Report by Charles Laiton
Mugabe is accused of having unilaterally taken over 5th Floor, Coal House at number 17 Nelson Mandela Avenue where offices of a Chinese firm, Hwange Coal Gasification Company, are located.
The firm’s lawyer Everson Samukange accused Mugabe’s nephew of applying the “laws of the jungle” and that it was Mugabe’s actions that prompted the Chinese firm to seek the intervention of the courts.
“He (Mugabe) had taken the law into his hands. He had no court order authorising him to act in that manner.

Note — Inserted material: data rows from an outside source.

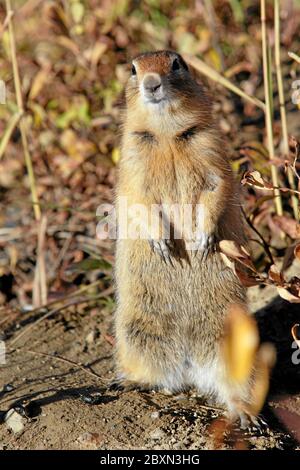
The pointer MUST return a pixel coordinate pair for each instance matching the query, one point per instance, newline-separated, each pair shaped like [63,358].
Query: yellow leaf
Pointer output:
[115,155]
[240,343]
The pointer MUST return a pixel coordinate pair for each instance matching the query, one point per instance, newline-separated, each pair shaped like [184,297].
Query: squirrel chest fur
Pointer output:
[173,296]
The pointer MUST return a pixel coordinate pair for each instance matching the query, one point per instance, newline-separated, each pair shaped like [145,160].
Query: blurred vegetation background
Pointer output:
[73,60]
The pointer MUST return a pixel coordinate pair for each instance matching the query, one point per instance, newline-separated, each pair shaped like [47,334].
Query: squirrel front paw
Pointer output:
[204,243]
[162,247]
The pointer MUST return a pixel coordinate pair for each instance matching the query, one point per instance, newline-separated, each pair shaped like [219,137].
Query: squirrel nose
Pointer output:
[152,82]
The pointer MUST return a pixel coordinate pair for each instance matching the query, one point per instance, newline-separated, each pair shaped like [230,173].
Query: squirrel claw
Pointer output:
[205,243]
[250,423]
[162,248]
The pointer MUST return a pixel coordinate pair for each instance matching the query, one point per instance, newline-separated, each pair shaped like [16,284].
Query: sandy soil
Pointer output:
[58,405]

He was applying the law of the jungle, that is the reason why we went to court,” Samukange said.
On Wednesday last week, Mugabe is said to have ordered all the firm’s employees based at Coal House to leave the premises following which he allegedly secured the premises with new locks.
Samukange said Mugabe had declared to have taken over the firm with the intention of changing the management board and the whole company set-up.
Mugabe’s actions then led to an urgent chamber application by the Chinese firm seeking to bar the President’s nephew from seizing the company.
Hwange Coal Gasification Company is owned by a Chinese firm Taiyuan Sanxin Economic and Trade Company with a 75% shareholding, while the other 25% shareholding is held by Hwange Colliery.
High Court judge Justice Francis Bere on Friday ruled that: “The applicant (Hwange Coal Gasification) and its officials be and hereby restored unhindered possession and control of 5th Floor, Coal House, 17 Nelson Mandela Avenue, Harare.
“The respondent (Mugabe) and anyone claiming rights through him be and is hereby ordered to maintain peace and undisturbed possession and access to the Applicant, its officials and its employees to the 5th Floor, Coal House.”
Justice Bere also ordered Mugabe and anyone claiming rights through him to “immediately and forthwith” return any documents, offices and office keys and any other such effects to the Chinese firm.
The matter was heard under case number HC4386/13.